De rechercheur bloosde. ‘Eigenlijk zouden we hem beter Cornwall kunnen noemen, degene die de graaf van Gloucester blind maakt in Koning Lear. Je weet wel, van Shakespeare?’

Pirie keek hem uitdrukkingsloos aan. ‘Als je niks constructiefs te melden hebt, hou dan in jezusnaam je mond.’

Rennie liet zijn hand zakken en de assistent van Finnie knikte. ‘Nog iemand met gevatte opmerkingen?’ Stilte. ‘Mooi. Naar aanleiding van de aanval op brigadier McRae en inspecteur Steel hebben we dr. Goulding gevraagd het daderprofiel bij te stellen. Hier voorin ligt een stapel kopieën. Zorg dat je er straks een meeneemt en hem ook leest. Goulding denkt nu dat we te maken hebben met twee mannen.’ De compositietekeningen verschenen op het projectiescherm. ‘Deze tronies hebben jullie al gezien op al die posters die in de stad zijn opgehangen, maar de mogelijkheid bestaat dat ze niet kloppen. Niet om McRae af te vallen, maar zijn bron is nogal onbetrouwbaar. Die posters zijn vrijdagavond opgehangen en er heeft nog steeds niemand op gereageerd. Dus vergeet die compositietekeningen maar: we zoeken twee mannen in de leeftijd van vijfentwintig tot dertig jaar. Een van hen is ouder dan de ander en waarschijnlijk een charismatisch type – de jongere dader doet wat de oudere zegt en is waarschijnlijk verstandelijk gehandicapt.’

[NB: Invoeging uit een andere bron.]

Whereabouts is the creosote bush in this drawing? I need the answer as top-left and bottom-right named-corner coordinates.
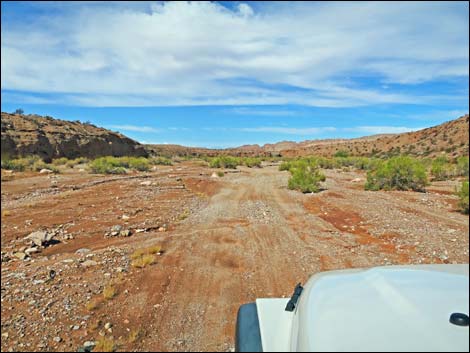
top-left (457, 180), bottom-right (469, 214)
top-left (365, 156), bottom-right (428, 191)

Steel maakte opnieuw een Rennie-grap.

Pirie negeerde het gelach en ging door: ‘We moeten ons om te beginnen richten op de sociaal zwakkeren. Uitzoeken wie kortgeleden te maken heeft gekregen met een oudere man.’ Pirie ordende zijn aantekeningen en maakte er een keurig stapeltje van. ‘Je zou denken dat de Poolse gemeenschap door dit alles ondertussen wel in beroering zou zijn gekomen. Het gaat tenslotte om hun eigen mensen. Maar ik krijg steeds meer het gevoel dat ze niet eens met ons zouden komen praten als ze iets wisten. Ze vertrouwen ons niet en laten dus niet het achterste van hun tong zien. Hou daar rekening mee als je ze gaat verhoren.’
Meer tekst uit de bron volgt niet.